Contains spoilers for "Avatar: The Way of Water"

The reception of James Cameron's latest film is rising and falling like the alien oceans he's so obsessed with dropping us in. While "Avatar: The Way of Water" hauled in $135 million its opening weekend (via Deadline), it is being met with one of Cameron's poorest critical receptions to date (via Rotten Tomatoes). The Tomatometer rating for his eagerly anticipated sequel is 78%, dog-paddling between "True Lies" (70%) and his first blockbuster trip to Pandora, 2009's "Avatar" (82%). For many, the biggest issue under all its pixelated veneer is the plot, which we pegged as "an uninspired revenge tale" in which Colonel Quaritch (Stephen Lang) is back for blood but not as initially advertised, chasing down Jake Sully (Sam Worthington) for killing him in their last battle.

And even though the home team suffers a weighty loss, it's the same old Quaritch, who loses again. Sure, "Avatar 3" might see the decorated soldier have a change of heart thanks to Spider (Jack Champion), given how things leave off here, but those are epiphanies that shouldn't take a three-hour film to reach. What's annoying is that there's a different route the film could've taken while recycling from another massive, albeit muddled, sequel that could've left it washing up on far more compelling shores.

Avatar: The Way of Water could've taken from The Matrix Revolutions and succeeded

Cast your mind back to 2003, six years before we knew about Na'vi but when were already aware that there is, in fact, no spoon. "The Matrix Revolutions" was met with the same reception as "The Way of Water," being a decent box-office smash (via Box Office Mojo) but the lowest-rated entry in the franchise (via Rotten Tomatoes). With that said, bringing Agent Smith (Hugo Weaving) into the real world from within Resistance fighter Bane (Ian Bliss) makes for a compelling element. Pulling the tie-wearing tyrant behind his enemy's lines disguised in a "rotting piece of meat" with "dull cow eyes" is one of the film's highlights even now.
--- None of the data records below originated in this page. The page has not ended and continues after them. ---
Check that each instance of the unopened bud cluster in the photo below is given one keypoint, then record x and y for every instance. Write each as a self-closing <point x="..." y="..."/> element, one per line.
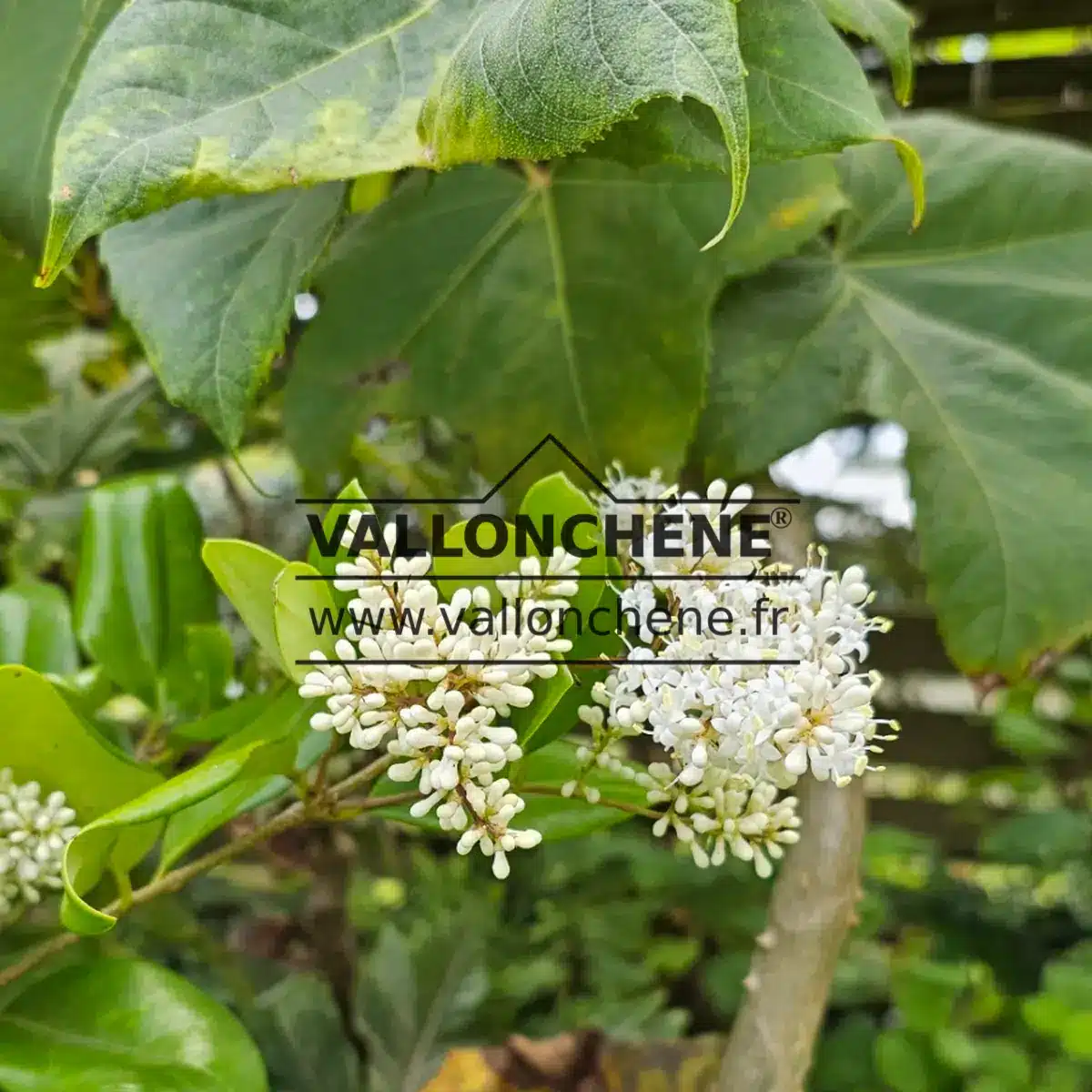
<point x="440" y="702"/>
<point x="33" y="835"/>
<point x="740" y="715"/>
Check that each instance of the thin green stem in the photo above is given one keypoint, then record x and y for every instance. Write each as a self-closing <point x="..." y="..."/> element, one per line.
<point x="295" y="814"/>
<point x="634" y="809"/>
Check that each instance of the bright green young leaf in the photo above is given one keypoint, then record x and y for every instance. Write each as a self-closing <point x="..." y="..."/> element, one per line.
<point x="245" y="573"/>
<point x="541" y="79"/>
<point x="45" y="741"/>
<point x="611" y="316"/>
<point x="467" y="568"/>
<point x="290" y="94"/>
<point x="116" y="1024"/>
<point x="197" y="681"/>
<point x="328" y="566"/>
<point x="278" y="730"/>
<point x="42" y="52"/>
<point x="529" y="722"/>
<point x="888" y="25"/>
<point x="972" y="334"/>
<point x="298" y="606"/>
<point x="249" y="753"/>
<point x="551" y="501"/>
<point x="410" y="1000"/>
<point x="27" y="316"/>
<point x="36" y="628"/>
<point x="210" y="287"/>
<point x="140" y="582"/>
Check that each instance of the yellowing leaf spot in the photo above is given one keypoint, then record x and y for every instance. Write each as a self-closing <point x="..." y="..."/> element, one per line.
<point x="792" y="213"/>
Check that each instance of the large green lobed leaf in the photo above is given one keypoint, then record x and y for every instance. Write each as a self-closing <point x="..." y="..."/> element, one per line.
<point x="973" y="334"/>
<point x="303" y="93"/>
<point x="574" y="301"/>
<point x="210" y="287"/>
<point x="42" y="53"/>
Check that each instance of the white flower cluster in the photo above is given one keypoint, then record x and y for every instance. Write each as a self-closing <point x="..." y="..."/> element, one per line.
<point x="752" y="685"/>
<point x="33" y="835"/>
<point x="434" y="688"/>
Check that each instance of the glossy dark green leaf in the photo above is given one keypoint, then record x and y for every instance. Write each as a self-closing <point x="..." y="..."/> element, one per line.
<point x="300" y="1032"/>
<point x="611" y="316"/>
<point x="296" y="605"/>
<point x="541" y="79"/>
<point x="27" y="316"/>
<point x="124" y="1025"/>
<point x="42" y="53"/>
<point x="328" y="566"/>
<point x="467" y="568"/>
<point x="560" y="817"/>
<point x="257" y="752"/>
<point x="246" y="573"/>
<point x="529" y="721"/>
<point x="141" y="583"/>
<point x="210" y="287"/>
<point x="557" y="500"/>
<point x="278" y="730"/>
<point x="45" y="741"/>
<point x="409" y="1003"/>
<point x="972" y="336"/>
<point x="557" y="817"/>
<point x="36" y="628"/>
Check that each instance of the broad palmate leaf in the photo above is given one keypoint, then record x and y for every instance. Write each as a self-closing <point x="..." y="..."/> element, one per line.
<point x="43" y="48"/>
<point x="290" y="92"/>
<point x="573" y="301"/>
<point x="888" y="25"/>
<point x="210" y="285"/>
<point x="973" y="334"/>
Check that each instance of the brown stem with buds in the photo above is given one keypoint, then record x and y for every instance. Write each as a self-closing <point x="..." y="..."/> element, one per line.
<point x="812" y="910"/>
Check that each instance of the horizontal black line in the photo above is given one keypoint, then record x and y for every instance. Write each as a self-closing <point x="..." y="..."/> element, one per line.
<point x="485" y="500"/>
<point x="540" y="663"/>
<point x="578" y="577"/>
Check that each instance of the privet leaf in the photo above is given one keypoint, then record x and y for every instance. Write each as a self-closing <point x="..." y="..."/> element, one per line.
<point x="210" y="287"/>
<point x="266" y="747"/>
<point x="45" y="741"/>
<point x="540" y="79"/>
<point x="329" y="565"/>
<point x="42" y="53"/>
<point x="295" y="602"/>
<point x="278" y="730"/>
<point x="157" y="1031"/>
<point x="973" y="337"/>
<point x="293" y="93"/>
<point x="569" y="303"/>
<point x="36" y="628"/>
<point x="246" y="573"/>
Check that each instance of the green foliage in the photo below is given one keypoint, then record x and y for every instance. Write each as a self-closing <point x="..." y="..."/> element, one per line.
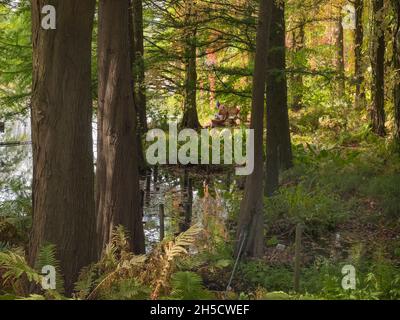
<point x="386" y="189"/>
<point x="188" y="286"/>
<point x="259" y="274"/>
<point x="16" y="266"/>
<point x="47" y="257"/>
<point x="318" y="211"/>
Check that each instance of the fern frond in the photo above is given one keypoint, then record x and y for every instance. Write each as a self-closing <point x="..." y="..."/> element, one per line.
<point x="47" y="257"/>
<point x="16" y="266"/>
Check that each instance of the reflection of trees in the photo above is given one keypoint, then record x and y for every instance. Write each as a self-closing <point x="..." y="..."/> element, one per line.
<point x="15" y="172"/>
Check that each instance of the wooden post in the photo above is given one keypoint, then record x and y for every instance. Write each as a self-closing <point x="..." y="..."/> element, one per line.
<point x="162" y="216"/>
<point x="297" y="265"/>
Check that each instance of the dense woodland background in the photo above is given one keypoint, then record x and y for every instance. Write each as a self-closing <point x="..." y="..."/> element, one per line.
<point x="317" y="80"/>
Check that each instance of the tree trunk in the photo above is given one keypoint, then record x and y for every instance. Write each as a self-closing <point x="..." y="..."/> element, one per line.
<point x="360" y="100"/>
<point x="279" y="149"/>
<point x="250" y="230"/>
<point x="63" y="195"/>
<point x="340" y="66"/>
<point x="138" y="64"/>
<point x="396" y="64"/>
<point x="138" y="84"/>
<point x="378" y="71"/>
<point x="190" y="117"/>
<point x="298" y="40"/>
<point x="118" y="200"/>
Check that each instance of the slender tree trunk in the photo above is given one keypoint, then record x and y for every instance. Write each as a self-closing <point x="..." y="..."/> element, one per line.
<point x="378" y="71"/>
<point x="63" y="195"/>
<point x="340" y="66"/>
<point x="298" y="40"/>
<point x="396" y="64"/>
<point x="360" y="100"/>
<point x="279" y="149"/>
<point x="190" y="117"/>
<point x="250" y="230"/>
<point x="138" y="63"/>
<point x="118" y="200"/>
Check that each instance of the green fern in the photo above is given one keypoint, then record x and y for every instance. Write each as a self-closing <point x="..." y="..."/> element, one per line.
<point x="47" y="257"/>
<point x="15" y="266"/>
<point x="128" y="289"/>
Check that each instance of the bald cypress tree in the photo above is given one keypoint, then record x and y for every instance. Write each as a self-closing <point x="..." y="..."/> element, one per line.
<point x="118" y="200"/>
<point x="63" y="196"/>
It's also a plot point that could've been in James Cameron's sequel and been even more successful.

From the second Quaritch II is seen watching the original's last rites recording, "The Way of Water" throws away a potentially exciting dynamic and squanders the opportunities available. His team's mission is to take down the leader of the Na'vi and his "former" foe, Jake Sully. Rather than use their new forms to their advantage, the grunts go in with itchy trigger fingers, confirming that the sky people learned nothing from Jake's last successful infiltration. Had the plotline in "Revolutions" been used here, it would've made the film and Quaritch's character much more interesting. More importantly, there's a high chance it would've made the relationship between father and son much more tolerable.

Different tactics in The Way of Water could've made major issues less noticeable

James Cameron may be pushing his cinematic scope to its limits so that we mere mortals can process it, but it doesn't change the fact that some story elements are pretty frankly bonkers. Besides Sigourney Weaver returning to the franchise as Kiri, a Jesus-type character already sparking wild theories, there's also Quaritch's son, Spider, the Na'vi wannabe who is never mentioned in the first film. In "The Way of Water," the only effort made to form a bond between orphan and father figure is Spider teaching Quaritch II the lay of the land and being impressed he can handle a banshee. It's one of the film's most forced story threads and could've been so much more.

Imagine if the Quaritch clone had been welcomed into Jake's tribe and realized how he is connected to this human outsider that some of the enemy welcome. Might the villain have learned the error of his ways and come to the conclusion that the aliens he was so bent on destroying are actually an okay bunch? No, but chances are that might be appearing in "Avatar 3" given how "The Way of Water" ends. Of course, we could be wrong and Cameron could take us in an entirely different direction. Let's hope it's a far cry from the first film and its second with added H2O.